On Monday, a senior US administration official briefing reporters on the president’s July trip to Israel said Biden would “discuss new innovations between our countries that use laser technologies to defeat missiles and other airborne threats.”
The Walla news site reported Thursday that Jerusalem hopes to partner with Washington on the project, including American investment in further development and deployment of the system.
The report said such cooperation could be part of a larger effort to form a joint defense partnership with regional allies against the threat of Iranian drones and missiles.
Plans for such an alliance were reported in March by Hebrew media outlets following an off-record briefing with Israeli Air Force officials.
The officials said Jerusalem may soon sign the prospective alliance with its Middle East partners, and the countries have also recently developed joint systems for detecting missile and drone threats.
According to reports, the opportunity for the airborne defense coalition followed normalization agreements between Israel and Arab countries, including the United Arab Emirates and Bahrain, which are geographically closer to Iran.
The ministry has been testing the laser-based defense system for several years, shooting down drones, unguided rockets and anti-tank guided missiles in a series of tests in March.
The ground-based laser system — dubbed Iron Beam — which is being developed with the Rafael weapons manufacturer, is not meant to replace the Iron Dome or Israel’s other air defense systems, but to supplement and complement them, shooting down smaller projectiles and leaving larger ones for the more robust missile-based batteries.

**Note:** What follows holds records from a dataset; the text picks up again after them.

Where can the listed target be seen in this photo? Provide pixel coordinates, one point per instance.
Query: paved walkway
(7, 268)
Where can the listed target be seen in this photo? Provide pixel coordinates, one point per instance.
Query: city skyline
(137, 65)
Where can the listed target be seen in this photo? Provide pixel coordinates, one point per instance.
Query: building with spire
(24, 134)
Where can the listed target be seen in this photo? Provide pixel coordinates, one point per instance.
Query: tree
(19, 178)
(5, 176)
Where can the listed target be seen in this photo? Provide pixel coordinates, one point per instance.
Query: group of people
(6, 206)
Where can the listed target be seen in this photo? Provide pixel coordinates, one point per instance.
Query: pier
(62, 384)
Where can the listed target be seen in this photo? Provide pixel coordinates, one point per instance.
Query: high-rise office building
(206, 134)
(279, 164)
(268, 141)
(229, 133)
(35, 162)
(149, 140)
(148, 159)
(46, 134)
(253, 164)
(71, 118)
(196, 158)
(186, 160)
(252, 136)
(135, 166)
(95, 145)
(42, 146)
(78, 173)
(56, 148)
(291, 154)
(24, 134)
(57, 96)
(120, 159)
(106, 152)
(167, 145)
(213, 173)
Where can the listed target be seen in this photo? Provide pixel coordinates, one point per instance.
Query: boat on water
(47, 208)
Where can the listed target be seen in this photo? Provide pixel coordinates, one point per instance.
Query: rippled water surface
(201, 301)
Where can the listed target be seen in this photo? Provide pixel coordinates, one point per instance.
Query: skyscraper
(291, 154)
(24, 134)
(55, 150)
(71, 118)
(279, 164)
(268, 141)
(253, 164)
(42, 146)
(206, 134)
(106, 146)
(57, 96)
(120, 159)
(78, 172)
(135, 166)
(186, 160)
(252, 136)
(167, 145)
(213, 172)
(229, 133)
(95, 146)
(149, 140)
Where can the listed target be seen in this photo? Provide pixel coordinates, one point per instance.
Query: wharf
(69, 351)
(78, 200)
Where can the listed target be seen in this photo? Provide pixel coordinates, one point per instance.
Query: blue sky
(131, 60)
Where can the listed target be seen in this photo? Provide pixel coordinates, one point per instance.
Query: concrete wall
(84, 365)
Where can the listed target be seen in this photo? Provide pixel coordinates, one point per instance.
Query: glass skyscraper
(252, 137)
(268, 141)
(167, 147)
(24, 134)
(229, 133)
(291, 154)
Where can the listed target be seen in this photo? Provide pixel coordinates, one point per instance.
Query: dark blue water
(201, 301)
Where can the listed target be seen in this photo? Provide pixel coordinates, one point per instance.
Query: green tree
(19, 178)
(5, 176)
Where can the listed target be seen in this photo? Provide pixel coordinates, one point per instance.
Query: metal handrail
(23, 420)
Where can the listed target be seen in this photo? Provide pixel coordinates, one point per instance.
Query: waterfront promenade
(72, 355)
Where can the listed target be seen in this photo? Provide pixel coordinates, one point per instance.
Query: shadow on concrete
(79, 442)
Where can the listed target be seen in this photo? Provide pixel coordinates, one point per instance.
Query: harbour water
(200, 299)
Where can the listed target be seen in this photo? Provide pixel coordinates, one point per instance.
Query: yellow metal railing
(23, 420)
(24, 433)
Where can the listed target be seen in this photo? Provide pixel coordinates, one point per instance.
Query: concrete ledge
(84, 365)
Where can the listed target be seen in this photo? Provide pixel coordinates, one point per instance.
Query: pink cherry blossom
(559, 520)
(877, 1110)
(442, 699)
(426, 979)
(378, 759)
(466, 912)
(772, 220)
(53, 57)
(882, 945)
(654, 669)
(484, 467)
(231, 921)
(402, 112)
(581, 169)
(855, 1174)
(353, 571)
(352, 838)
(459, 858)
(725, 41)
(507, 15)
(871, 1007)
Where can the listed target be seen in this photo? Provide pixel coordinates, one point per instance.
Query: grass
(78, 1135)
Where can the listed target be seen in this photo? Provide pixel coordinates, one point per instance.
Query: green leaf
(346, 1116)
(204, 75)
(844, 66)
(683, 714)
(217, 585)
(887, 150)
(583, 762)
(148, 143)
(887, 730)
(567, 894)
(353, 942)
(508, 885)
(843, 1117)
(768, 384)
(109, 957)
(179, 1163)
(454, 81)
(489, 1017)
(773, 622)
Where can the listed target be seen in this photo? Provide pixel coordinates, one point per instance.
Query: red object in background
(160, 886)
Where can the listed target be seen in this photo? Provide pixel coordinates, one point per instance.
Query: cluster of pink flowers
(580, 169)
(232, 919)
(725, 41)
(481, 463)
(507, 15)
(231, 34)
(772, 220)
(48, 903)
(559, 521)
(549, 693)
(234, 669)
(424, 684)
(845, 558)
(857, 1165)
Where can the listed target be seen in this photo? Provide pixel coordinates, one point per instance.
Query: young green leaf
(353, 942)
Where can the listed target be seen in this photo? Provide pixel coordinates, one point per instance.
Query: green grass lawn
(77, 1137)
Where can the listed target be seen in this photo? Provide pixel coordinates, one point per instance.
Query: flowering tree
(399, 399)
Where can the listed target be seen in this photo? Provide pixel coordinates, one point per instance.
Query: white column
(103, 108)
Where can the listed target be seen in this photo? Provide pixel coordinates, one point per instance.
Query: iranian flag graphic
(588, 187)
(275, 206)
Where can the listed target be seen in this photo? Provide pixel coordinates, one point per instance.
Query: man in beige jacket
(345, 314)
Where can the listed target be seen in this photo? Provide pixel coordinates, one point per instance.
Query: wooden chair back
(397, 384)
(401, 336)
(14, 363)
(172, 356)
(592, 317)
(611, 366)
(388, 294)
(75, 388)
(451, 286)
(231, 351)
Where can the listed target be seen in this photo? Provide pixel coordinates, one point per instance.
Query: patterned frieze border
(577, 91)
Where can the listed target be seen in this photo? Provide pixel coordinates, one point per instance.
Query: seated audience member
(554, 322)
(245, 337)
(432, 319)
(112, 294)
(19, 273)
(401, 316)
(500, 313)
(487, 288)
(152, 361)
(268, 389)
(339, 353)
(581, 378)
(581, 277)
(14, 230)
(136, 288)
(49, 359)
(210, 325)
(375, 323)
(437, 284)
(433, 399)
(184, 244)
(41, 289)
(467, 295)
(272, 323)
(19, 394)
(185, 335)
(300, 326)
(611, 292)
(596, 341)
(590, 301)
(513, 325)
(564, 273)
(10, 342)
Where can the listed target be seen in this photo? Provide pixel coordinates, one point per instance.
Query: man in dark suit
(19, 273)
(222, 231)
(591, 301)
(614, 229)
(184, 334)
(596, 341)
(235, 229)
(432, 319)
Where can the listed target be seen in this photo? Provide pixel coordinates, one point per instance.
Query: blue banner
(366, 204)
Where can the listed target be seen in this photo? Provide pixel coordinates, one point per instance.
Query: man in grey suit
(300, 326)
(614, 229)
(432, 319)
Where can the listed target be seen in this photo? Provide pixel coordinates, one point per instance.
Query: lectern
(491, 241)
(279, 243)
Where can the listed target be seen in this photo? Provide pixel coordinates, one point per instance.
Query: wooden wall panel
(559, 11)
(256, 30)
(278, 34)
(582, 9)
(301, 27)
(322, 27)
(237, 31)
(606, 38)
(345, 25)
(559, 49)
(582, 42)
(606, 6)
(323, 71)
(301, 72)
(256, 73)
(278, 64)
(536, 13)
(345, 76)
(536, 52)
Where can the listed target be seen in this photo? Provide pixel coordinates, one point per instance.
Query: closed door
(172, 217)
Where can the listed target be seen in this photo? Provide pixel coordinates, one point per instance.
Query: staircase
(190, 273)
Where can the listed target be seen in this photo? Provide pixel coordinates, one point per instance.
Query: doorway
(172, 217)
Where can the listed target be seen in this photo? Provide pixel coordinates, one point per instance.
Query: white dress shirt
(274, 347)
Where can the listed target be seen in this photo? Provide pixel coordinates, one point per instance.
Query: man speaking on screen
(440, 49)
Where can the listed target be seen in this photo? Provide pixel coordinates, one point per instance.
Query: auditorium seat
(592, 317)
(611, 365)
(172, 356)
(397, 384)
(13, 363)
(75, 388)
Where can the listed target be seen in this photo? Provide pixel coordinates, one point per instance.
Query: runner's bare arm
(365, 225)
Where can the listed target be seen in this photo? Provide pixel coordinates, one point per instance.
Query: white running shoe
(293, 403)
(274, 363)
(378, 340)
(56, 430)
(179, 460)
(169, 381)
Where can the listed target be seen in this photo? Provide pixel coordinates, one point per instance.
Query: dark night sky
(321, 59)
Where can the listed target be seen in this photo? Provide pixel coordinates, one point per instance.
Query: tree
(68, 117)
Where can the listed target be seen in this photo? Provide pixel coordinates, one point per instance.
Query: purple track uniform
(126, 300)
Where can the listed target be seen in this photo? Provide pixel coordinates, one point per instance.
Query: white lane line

Hundreds of millions of shekels have been allocated to the final development stages and trial phase, in which the system will be placed on the border with the Gaza Strip. It is not clear when the initial deployment will happen.
According to the Defense Ministry, as long as there is a constant source of energy for the laser, there is no risk of ever running out of ammunition. Officials have hailed it as a potential “game-changer” in the battle against projectile attacks.
The downside of a laser system is that it does not function well in low visibility, including heavy cloud cover or other inclement weather. For that reason, the ministry intends to also mount the system on planes, which would help get around this limitation by putting the system above the clouds, though that is still a few more years off, ministry officials have said.
The Lebanese Hezbollah terror group is believed to maintain an arsenal of some 130,000 rockets, missiles, and mortar shells, which the military believes would be used against Israel in a future war.
The two largest terror groups in the Gaza Strip, Hamas and the Palestinian Islamic Jihad, are also each believed to possess thousands of rockets and mortar shells, even after firing upwards of 4,000 projectiles at Israel during last year’s 11-day war.
Israeli military officials have also said they have seen an increase in Iranian use of drone attacks in recent years, dubbing it Iran’s “UAV terror.”
Against these and other threats, Israel operates a multi-tiered air defense array, made up of the short-range Iron Dome, the medium-range David’s Sling, and the long-range Arrow and Patriot systems.